Grußwort zur Gedenkveranstaltung von „Wir waren Nachbarn“,
Apostel-Paulus-Kirche, Berlin-Schöneberg, 27. Januar 2019
Verehrtes Organisationsteam und die Unterstützerinnen dieser Veranstaltung, sehr verehrte Damen und Herren,
schön, dass Sie so zahlreich zu diesem Gedenktag erschienen sind. Ein Gedenktag daran, welche Grausamkeiten und Menschenrechtsverletzungen während der Herrschaft der Nationalsozialisten in Deutschland begangen wurden. Deren Ausgrenzung und Menschenverachtung hat viele Minderheiten getroffen. Über alle kann ich nicht sprechen, obwohl ihr Leid genauso furchtbar war wie das der Juden. Aber ich stehe hier als Jüdin und Tochter einer Überlebenden der Menschengruppe, die völlig vernichtet werden sollte. Und über sie spreche ich.

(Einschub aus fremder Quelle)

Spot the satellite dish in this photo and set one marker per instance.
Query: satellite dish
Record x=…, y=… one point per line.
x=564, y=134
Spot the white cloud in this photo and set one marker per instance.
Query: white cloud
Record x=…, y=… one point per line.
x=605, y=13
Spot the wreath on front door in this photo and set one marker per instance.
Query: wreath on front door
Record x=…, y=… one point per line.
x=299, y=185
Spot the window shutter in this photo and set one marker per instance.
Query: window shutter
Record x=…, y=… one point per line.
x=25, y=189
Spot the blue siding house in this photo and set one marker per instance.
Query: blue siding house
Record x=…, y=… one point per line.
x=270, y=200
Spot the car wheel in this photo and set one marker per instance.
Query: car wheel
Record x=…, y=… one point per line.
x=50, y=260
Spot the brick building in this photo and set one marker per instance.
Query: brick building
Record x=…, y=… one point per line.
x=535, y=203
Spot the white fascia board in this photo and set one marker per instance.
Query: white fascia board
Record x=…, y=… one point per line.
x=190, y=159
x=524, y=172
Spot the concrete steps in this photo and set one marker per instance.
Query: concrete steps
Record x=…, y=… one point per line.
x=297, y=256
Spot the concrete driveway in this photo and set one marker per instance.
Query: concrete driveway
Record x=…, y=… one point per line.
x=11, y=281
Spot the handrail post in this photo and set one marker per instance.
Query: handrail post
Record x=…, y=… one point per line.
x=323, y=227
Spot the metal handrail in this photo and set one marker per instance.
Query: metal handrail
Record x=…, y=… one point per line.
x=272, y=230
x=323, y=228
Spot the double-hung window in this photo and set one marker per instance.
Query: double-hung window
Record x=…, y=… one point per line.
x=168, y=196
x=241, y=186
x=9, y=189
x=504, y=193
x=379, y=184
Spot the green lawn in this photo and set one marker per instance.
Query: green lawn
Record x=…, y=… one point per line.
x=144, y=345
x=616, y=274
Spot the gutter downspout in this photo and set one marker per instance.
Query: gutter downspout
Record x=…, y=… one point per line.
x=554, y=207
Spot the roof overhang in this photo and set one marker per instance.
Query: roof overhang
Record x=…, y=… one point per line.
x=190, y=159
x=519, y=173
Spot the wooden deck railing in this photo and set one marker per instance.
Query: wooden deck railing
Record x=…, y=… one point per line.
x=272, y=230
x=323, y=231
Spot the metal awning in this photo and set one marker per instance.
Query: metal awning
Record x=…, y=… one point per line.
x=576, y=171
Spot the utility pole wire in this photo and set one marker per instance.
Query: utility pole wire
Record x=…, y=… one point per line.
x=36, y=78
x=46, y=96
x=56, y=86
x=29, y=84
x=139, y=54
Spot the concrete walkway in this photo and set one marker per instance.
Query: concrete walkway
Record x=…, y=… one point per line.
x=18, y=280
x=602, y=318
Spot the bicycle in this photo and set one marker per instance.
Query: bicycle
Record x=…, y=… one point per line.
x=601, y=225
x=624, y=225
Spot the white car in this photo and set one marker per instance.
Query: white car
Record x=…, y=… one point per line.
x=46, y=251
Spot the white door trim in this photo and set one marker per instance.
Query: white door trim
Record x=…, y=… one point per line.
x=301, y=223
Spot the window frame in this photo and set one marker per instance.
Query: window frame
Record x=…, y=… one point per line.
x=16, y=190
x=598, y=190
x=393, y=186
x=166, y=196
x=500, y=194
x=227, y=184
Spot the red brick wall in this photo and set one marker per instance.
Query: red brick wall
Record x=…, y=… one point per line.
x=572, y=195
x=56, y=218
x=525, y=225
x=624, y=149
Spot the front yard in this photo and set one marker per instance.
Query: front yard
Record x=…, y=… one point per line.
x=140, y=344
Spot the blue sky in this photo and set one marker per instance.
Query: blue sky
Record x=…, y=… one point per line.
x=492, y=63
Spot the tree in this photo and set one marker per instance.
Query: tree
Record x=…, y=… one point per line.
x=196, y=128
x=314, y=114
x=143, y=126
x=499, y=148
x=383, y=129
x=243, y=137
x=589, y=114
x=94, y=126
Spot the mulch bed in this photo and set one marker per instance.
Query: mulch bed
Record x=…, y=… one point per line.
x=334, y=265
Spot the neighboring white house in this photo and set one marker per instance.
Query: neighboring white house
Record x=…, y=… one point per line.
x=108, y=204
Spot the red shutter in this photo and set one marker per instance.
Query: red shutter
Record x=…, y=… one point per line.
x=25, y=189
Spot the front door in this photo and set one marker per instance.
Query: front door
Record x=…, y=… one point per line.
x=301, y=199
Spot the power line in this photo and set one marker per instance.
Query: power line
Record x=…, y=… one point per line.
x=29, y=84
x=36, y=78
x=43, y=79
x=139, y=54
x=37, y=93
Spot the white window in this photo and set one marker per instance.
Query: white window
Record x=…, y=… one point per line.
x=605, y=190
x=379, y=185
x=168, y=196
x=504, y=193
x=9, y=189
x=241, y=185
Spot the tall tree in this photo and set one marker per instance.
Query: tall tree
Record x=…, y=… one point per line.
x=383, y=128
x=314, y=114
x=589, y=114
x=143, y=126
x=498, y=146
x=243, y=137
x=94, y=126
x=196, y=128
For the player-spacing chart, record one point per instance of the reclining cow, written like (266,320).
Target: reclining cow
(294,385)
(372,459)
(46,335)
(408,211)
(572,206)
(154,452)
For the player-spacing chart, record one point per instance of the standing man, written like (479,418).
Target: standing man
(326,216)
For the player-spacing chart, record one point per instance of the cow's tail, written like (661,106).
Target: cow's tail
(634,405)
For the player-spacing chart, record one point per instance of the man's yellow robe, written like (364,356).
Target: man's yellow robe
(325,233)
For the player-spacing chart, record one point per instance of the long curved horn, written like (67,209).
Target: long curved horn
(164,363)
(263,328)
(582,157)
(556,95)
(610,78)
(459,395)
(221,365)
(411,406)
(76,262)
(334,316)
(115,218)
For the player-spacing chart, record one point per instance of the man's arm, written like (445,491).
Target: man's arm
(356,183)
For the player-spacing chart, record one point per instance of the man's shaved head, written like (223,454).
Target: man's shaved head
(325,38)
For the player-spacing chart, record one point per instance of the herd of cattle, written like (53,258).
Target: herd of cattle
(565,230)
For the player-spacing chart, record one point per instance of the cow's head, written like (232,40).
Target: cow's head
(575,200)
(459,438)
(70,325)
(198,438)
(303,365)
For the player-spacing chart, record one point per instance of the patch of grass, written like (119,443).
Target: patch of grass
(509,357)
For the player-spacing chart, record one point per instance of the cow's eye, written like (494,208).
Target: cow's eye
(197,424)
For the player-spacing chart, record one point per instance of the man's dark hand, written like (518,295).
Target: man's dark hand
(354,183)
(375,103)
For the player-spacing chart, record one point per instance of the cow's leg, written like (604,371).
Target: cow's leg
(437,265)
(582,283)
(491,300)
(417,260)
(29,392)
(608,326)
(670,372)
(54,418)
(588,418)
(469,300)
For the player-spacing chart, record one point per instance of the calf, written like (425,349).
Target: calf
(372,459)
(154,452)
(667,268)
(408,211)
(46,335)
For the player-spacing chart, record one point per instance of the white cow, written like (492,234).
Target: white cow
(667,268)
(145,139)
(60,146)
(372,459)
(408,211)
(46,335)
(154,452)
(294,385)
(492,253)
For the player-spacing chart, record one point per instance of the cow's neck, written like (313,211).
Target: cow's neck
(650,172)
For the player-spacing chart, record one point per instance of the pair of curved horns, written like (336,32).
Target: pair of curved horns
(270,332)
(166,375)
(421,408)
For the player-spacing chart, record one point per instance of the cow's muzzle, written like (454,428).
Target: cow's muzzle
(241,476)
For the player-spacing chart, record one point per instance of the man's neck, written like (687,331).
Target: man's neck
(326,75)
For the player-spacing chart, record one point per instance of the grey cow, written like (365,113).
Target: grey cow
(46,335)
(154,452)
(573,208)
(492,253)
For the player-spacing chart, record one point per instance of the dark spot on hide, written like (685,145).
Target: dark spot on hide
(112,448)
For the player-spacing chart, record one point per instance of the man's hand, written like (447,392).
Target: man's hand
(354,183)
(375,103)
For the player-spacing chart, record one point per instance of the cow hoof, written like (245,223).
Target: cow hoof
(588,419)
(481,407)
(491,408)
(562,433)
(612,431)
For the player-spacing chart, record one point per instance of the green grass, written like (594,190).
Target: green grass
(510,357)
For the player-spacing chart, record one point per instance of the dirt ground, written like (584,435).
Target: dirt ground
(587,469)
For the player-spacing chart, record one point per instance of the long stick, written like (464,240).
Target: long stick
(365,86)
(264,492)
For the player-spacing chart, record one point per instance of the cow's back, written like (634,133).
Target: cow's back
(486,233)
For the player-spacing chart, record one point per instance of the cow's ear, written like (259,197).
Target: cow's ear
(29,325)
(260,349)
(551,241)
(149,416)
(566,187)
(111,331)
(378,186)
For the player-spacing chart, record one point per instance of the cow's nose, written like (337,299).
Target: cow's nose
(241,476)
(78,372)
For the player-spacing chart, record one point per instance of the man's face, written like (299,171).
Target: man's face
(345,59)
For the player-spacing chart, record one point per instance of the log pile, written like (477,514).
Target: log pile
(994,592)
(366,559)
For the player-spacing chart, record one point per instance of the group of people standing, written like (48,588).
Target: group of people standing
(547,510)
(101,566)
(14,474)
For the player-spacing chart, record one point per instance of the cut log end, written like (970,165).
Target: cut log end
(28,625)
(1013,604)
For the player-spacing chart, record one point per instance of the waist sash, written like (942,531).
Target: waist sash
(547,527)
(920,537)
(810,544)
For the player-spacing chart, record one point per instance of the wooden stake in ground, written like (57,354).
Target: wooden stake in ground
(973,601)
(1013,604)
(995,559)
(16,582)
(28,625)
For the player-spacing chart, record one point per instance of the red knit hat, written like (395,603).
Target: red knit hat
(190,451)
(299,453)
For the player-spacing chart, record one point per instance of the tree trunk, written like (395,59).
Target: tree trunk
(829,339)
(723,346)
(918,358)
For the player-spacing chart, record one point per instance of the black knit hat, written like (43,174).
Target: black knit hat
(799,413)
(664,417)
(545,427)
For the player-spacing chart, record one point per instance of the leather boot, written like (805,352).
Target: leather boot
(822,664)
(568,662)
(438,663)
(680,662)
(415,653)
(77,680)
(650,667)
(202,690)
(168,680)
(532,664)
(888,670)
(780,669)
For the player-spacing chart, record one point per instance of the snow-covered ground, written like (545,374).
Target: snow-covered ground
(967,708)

Es ist nicht gelungen, die Juden auszurotten. Viele leben wieder in Deutschland, geschätzt 200.000 von den weltweit etwa 15 Millionen Juden. Davon leben 6 Millionen in den USA. Rund 6,5 Millionen von 8,8 Millionen Einwohnern in Israel sind Juden. 1,5 Millionen Israelis sind arabischer Herkunft, überwiegend muslimisch, aber auch christlich und drusisch. Und nur am Rande: Im gesamten Nahen Osten ist Israel der einzige Staat, in dem die christliche Bevölkerung wächst.
Die Juden haben es also geschafft, sich einen eigenen Staat aufzubauen. Dass sie das geschafft haben, war nicht nur wegen der Shoa. Die Shoa war zweifellos das größte Pogrom an den Juden, aber längst nicht das einzige. Seit die Juden Jesus nicht als ihren Messias anerkannt haben, waren sie den Anfeindungen christlicher Kirchenführer ausgesetzt. Sie wurden verfemt, waren vogelfrei, wurden überall in Europa verfolgt und als Menschen zweiter Klasse behandelt.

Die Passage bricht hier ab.